整形外科医のボククボにも、「発熱外来」への
シフト勤務依頼がありました。

現在大急ぎでPPEの正しい着脱法などを
勉強しています。

今回は、清潔不潔にうるさい診療科について、
述べてみます。

内科系

内科医といっても、
うんち関係を取り扱う消化器内科

ホンショクの感染症内科まで様々です。

町の開業医さんなどは、
毎年インフルにかからぬよう
飛沫核の感染症対策にきをつけている
でしょう。

とくにうるさい内科を上げてみます。
(感染症内科は省きます)

血液内科

血液内科は、白血病やリンパ腫といった、
血液のガン
を扱うことが多い科です。

化学療法などの治療は、

血液中の免疫細胞を
ほとんど0にすることになります。
(白血球自体の病気なため)

そのため、患者さんは非常に感染しやすい状態
になります。
(無菌室にはいるのはこのためですね。)

これらの患者さんを取り扱う血液内科医は
清潔に非常にうるさいです。

手洗い、アルコール消毒などはもちろん
結婚指輪やネクタイをしている人はいません。

細菌の温床になるためですね。

外科系

手術を行う外科系の診療科では、
清潔意識にだいぶ幅があります。

取り扱う組織に差があるからですね。

組織には、感染しやすい組織と
そうでない組織があります。

ひとつひとつ見ていきます。

清潔:整形外科

整形外科は、骨やじん帯の手術を行う科です。
ボククボもそうです。

外科の中では、最も清潔にとくにうるさい科です。

手術のほとんどは、インプラントを取り扱います。
インプラントに細菌が繁殖すると

台所のぬめりのようにこびりつき
(バイオフィルムといいます。
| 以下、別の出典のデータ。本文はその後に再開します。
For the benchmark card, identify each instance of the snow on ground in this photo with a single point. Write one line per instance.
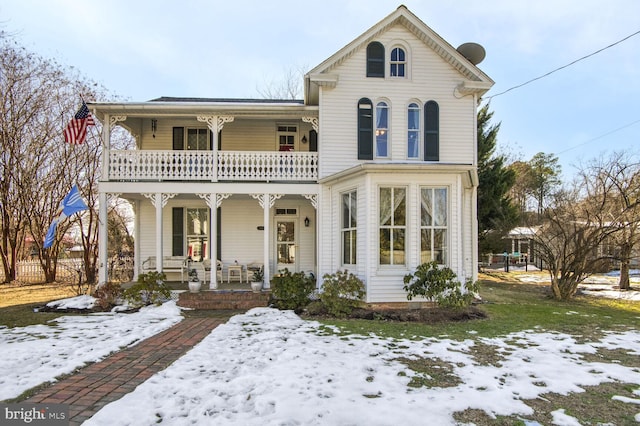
(269, 367)
(36, 354)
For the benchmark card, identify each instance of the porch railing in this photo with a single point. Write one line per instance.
(141, 165)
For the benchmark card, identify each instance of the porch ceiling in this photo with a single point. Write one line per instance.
(190, 190)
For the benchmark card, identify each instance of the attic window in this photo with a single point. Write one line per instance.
(398, 62)
(375, 60)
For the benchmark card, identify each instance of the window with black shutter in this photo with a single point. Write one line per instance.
(178, 138)
(431, 131)
(365, 129)
(375, 59)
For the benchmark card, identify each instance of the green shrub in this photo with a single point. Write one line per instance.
(150, 289)
(342, 292)
(107, 295)
(440, 285)
(292, 290)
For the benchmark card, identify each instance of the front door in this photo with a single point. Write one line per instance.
(286, 244)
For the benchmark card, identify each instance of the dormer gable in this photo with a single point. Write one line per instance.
(473, 80)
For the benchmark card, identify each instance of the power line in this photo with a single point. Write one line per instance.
(563, 67)
(600, 137)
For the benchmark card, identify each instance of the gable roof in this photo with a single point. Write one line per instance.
(475, 81)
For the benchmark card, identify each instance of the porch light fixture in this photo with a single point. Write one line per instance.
(154, 126)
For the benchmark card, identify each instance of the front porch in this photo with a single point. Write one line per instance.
(227, 299)
(212, 166)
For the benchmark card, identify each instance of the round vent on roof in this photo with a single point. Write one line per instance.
(472, 51)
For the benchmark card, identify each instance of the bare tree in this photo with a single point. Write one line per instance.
(573, 228)
(620, 175)
(288, 86)
(31, 102)
(37, 168)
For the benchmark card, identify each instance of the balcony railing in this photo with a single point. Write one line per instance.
(147, 165)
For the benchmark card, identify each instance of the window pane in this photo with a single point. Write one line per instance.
(440, 207)
(398, 246)
(399, 203)
(385, 246)
(197, 221)
(426, 207)
(349, 247)
(385, 206)
(354, 209)
(345, 211)
(440, 246)
(382, 129)
(413, 144)
(425, 245)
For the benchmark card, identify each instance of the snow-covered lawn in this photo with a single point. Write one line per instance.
(37, 354)
(269, 367)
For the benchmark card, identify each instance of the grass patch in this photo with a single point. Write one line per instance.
(17, 293)
(513, 307)
(594, 406)
(24, 315)
(18, 302)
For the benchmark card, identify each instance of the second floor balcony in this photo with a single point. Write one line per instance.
(213, 166)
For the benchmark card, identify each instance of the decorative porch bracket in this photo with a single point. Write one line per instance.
(266, 202)
(215, 123)
(103, 200)
(159, 197)
(269, 198)
(313, 121)
(159, 200)
(313, 198)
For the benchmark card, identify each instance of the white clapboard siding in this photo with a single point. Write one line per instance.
(430, 78)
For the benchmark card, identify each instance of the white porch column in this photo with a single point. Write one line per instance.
(159, 200)
(266, 202)
(136, 241)
(213, 200)
(215, 124)
(102, 238)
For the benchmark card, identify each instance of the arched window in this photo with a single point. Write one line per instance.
(382, 129)
(365, 129)
(375, 59)
(431, 131)
(398, 62)
(413, 130)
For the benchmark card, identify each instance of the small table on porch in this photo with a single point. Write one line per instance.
(234, 272)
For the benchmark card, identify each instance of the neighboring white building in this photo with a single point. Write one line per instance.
(374, 171)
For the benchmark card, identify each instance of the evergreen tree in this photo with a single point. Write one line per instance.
(497, 213)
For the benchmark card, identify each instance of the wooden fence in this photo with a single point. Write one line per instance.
(70, 270)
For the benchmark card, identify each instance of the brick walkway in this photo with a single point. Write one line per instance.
(96, 385)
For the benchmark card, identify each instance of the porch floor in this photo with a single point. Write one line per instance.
(228, 296)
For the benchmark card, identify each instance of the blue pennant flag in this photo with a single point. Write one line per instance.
(72, 203)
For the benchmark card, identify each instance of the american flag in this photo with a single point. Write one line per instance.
(76, 130)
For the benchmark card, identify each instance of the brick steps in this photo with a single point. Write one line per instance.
(224, 299)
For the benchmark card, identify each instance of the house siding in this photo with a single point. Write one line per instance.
(431, 78)
(334, 97)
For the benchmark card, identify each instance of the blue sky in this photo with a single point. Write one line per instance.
(140, 50)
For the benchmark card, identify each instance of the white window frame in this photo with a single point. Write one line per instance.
(393, 226)
(199, 130)
(417, 131)
(433, 227)
(380, 130)
(350, 229)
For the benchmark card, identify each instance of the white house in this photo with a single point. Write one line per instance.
(374, 171)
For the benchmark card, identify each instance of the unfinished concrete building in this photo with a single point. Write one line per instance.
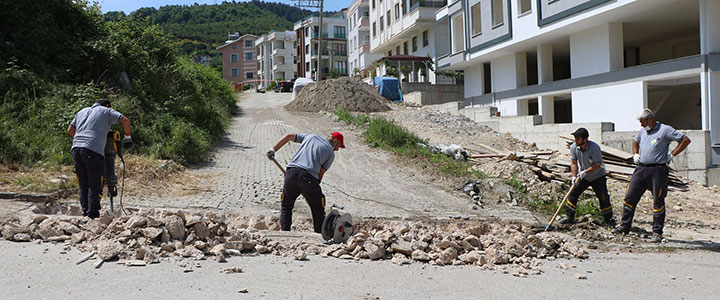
(540, 68)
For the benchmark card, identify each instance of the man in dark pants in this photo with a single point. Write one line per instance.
(650, 153)
(89, 130)
(585, 155)
(304, 173)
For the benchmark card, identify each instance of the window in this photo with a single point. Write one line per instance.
(340, 32)
(476, 19)
(341, 67)
(497, 11)
(524, 6)
(458, 36)
(340, 49)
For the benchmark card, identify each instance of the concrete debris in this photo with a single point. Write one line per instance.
(166, 235)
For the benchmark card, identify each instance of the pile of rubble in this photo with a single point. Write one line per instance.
(348, 93)
(149, 237)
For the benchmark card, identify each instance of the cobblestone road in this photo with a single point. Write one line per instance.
(363, 180)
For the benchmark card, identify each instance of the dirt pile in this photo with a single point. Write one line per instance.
(347, 93)
(146, 237)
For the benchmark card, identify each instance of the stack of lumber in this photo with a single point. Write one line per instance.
(551, 165)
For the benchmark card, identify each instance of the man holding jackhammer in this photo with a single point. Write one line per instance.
(586, 157)
(89, 130)
(305, 172)
(650, 153)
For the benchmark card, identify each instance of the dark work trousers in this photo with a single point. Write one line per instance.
(600, 188)
(647, 177)
(89, 169)
(299, 182)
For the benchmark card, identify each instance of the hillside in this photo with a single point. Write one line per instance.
(198, 29)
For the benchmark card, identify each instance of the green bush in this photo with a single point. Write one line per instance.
(177, 108)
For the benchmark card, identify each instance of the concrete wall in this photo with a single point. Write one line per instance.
(619, 104)
(429, 94)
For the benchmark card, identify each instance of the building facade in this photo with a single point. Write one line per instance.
(595, 62)
(358, 19)
(407, 27)
(238, 57)
(333, 53)
(276, 57)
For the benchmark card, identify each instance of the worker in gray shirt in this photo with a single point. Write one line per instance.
(588, 169)
(305, 172)
(650, 153)
(89, 130)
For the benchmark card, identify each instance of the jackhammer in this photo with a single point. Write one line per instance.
(114, 148)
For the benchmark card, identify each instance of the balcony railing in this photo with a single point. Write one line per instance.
(428, 3)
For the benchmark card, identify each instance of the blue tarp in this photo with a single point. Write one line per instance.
(389, 87)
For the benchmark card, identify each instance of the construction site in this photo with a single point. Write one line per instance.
(460, 211)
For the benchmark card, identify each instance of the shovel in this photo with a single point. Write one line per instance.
(547, 227)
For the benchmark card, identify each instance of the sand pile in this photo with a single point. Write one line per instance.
(349, 93)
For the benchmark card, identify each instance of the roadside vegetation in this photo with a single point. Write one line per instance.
(388, 135)
(58, 56)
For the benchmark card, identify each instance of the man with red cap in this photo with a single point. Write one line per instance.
(305, 172)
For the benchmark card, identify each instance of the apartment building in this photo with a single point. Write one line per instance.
(358, 20)
(407, 28)
(333, 52)
(238, 58)
(597, 63)
(276, 57)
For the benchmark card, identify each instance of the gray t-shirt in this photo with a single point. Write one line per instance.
(586, 159)
(654, 145)
(91, 127)
(315, 153)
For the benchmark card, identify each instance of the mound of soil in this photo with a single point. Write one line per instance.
(349, 93)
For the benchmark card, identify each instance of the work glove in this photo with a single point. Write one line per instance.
(127, 142)
(581, 175)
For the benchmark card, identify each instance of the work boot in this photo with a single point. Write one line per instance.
(611, 223)
(656, 238)
(567, 220)
(619, 229)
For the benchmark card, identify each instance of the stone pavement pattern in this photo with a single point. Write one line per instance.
(363, 180)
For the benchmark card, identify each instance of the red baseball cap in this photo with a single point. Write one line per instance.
(339, 137)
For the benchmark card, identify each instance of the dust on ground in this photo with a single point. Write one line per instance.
(348, 93)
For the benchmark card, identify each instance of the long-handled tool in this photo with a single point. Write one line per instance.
(547, 227)
(279, 166)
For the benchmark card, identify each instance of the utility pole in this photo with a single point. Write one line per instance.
(319, 5)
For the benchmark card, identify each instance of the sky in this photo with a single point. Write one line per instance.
(129, 6)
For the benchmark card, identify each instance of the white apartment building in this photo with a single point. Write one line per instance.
(276, 56)
(334, 52)
(407, 27)
(595, 63)
(358, 19)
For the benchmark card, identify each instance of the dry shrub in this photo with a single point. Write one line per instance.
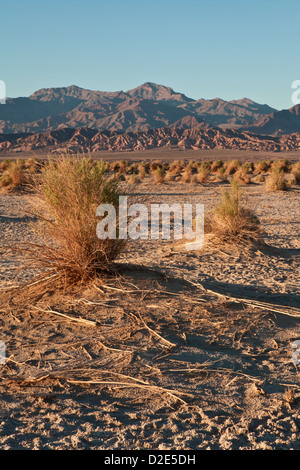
(187, 175)
(295, 170)
(259, 179)
(133, 179)
(120, 167)
(215, 166)
(232, 166)
(154, 165)
(262, 166)
(158, 174)
(70, 190)
(203, 174)
(142, 170)
(14, 175)
(231, 221)
(176, 167)
(241, 176)
(282, 165)
(276, 181)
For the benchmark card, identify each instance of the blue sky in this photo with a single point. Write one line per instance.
(229, 49)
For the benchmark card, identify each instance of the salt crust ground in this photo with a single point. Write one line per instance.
(196, 370)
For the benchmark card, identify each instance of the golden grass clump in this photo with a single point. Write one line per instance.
(230, 221)
(282, 165)
(232, 166)
(241, 176)
(203, 173)
(176, 167)
(295, 171)
(262, 166)
(69, 191)
(14, 175)
(158, 174)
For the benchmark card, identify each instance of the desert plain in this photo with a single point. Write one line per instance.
(178, 350)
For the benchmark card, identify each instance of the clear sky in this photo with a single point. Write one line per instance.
(205, 49)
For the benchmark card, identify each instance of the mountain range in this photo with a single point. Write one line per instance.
(149, 106)
(148, 116)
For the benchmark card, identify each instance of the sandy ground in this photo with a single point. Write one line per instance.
(164, 357)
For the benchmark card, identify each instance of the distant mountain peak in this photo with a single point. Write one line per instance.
(148, 106)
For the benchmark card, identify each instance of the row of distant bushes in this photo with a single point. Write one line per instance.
(277, 175)
(70, 189)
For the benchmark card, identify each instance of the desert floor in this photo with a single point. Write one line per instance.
(183, 350)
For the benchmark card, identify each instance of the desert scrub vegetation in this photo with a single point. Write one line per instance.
(231, 221)
(16, 174)
(276, 180)
(69, 190)
(295, 171)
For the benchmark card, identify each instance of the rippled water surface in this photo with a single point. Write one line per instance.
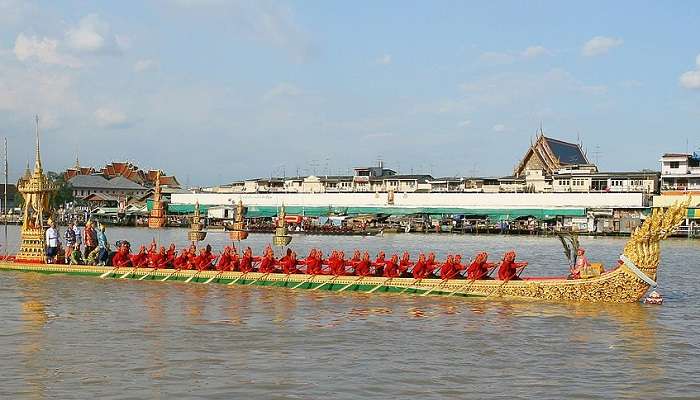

)

抗生物質の投与では治癒しなくなります。
骨の中にばい菌がはいると、
一生、細菌と共生しなくてはいけません。

なので、整形外科医は
清潔・不潔にはうるさいのです。

手術もクリーンルームという清潔度の高い部屋で
行うことが多いです。

やや不潔:形成外科

形成外科は、主に皮膚の外科です。

自由診療である美容形成もふくまれますが、

腫瘍切除などで欠損した部分を正常にもどす
(乳房再建や、皮弁、切断指の接着など)

まじめな再建外科が本業です。

基本的には、皮膚組織をあつかうので

それほど清潔度は重要視されません。

  • 皮膚はもともと汚い
  • 軟部組織なので、なんだかんだ抗生物質が効く

というのはあるかもしれません。

手術中は二重手袋が原則なんですが、
形成外科医は手先の細かな作業
(数ミリの血管や神経をつないだりする)

不潔:腹部外科

胃腸を取り扱う、

みなさんが想像する「外科医」ですね。

ガンの切除などが多いでしょう。

胃腸はうんちなどがあって非常に不潔です。

なるべく、不潔部位が付着しないように
操作はしますが限界はあります。

痔の手術なんて、消毒の意味あるんでしょうか。

ある程度の不潔さは許容せざるを得ないです。

腹膜炎の手術なんかは、腸がやぶけて
お腹の中がうんちまみれになることもあります。

このような手術では
手術室に焼けたウンコみたいな匂いが充満しています。

不潔:耳鼻科、口腔外科

鼻や口腔内は非常に不潔ですし、
手術中に清潔をたもつことは困難です。

口腔内にインプラントをいれたりしていますが、

整形外科からすると

なぜあんなところにインプラントを入れて大丈夫なのか
理解できません。

唾液の抗菌作用、粘膜組織の治癒能力の高さでしょうか。

正直清潔にしようがないところはあります。

まとめ

いろいろなタイプの科があることがわかりました。

新型コロナ治療には、人員不足から

今後いろいろな科がかかることが予想されます。

他科との認識のずれが、チームワークに影響する

可能性があるので注意が必要ですね。

気軽にコメントお願いします。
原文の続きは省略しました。